- Golden Globe Awards
Benedetta (Italy)
Faith, stigmata, religious patriarchy, forbidden desires, self-flagellation, suffering, punishment, power plays: Catholicism has it all. Nothing gives us as many story components as this religious institution, which has more scandals and a more colorful history than any other. One does not have to invent much because here art could not be more multifaceted than life. Take the true story of the Italian nun Benedetta Carlini, born in 1591.
In the first few scenes of Paul Verhoeven’s film she is a child, albeit one with certain abilities that border on the supernatural. Her family is spared many hardships due to the daughter’s close relationship with God who speaks to her, sends her to The Convent of the Mother of God in Pescia when she is nine years old, since it is the only natural course for her to devote her life to the Lord. She is essentially being sold to this convent run by an abbess played by Charlotte Rampling. They even haggle over the price. During the Renaissance such deals were not uncommon in middle-class families, since the price of admission into a convent was only a quarter of what a wedding dowry would be.
As Benedetta grows into a young woman, the arrival of the sexually abused Bartolomea, played by Daphne Patakia throws her usually dull daily life into upheaval. The young nun played by Belgian actress Virginie Efira, is madly attracted to the new girl, torn between her desires and her calling. As they begin a secret affair, Benedetta’s visions – once purely spiritual – turn sexual in nature. All the while the director, now 83, plays with Catholic imagery and metaphors. There is Bartolomea being punished by having to put her hand into a boiling pot of water. There is Benedetta being clearly told that “Your worst enemy is your body”. It could not be clearer: The female body, unlike the male one, is considered a sinful symbol of hell and all its damnations. The iconography reaches its high point with a sex scene in which Bartolomea pleasures Benedetta with a sizable wooden statue of the Virgin Mary and she, upon her first orgasm, screams out the name of Jesus. Verhoeven throws in a power hungry, lusty villain in the form of a cardinal called Nuncio (Lambert Wilson) as everyone’s world goes literally and figuratively to hell between a comet and the 17th century plague that afflicts the whole continent.

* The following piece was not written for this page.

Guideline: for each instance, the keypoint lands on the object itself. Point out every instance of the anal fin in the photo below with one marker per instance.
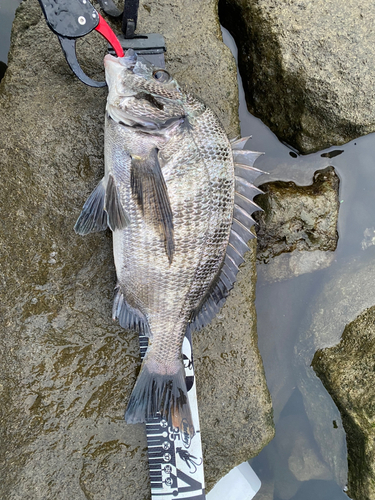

Benedetta is based on Judith C. Brown’s Immodest Acts: The Life of a Lesbian Nun in Renaissance Italy. Verhoeven, who has not done a movie since 2016s Elle, turned the nonfiction book into what is being called the most provocative film of the year. Asked about his interpretation by the New York Times, the director of such classics as Basic Instinct, Showgirls and Total Recall, said simply: “I refuse to be afraid of provocation.” The true story behind the film makes it clear that there were politics involved in this time period which coincided with the height of the church’s power. The mystery and scandal surrounding the young nun was very much used by the Vatican to attract more money from patrons as well as more faithful followers. Today, Benedetta would be considered great publicity for an institution always hellbent on expansion.
The film culminates in a trial during which the papal authorities determined that her visions were the devil’s work despite another ‘miracle’ occurring just as she is about to be burnt at the stake. In real history, Benedetta was stripped of her rank and confined to the convent until she died in 1661. When the film premiered at the Cannes Festival it certainly made headlines, but when it was shown at the New York Film Festival, religious groups protested outside the theater.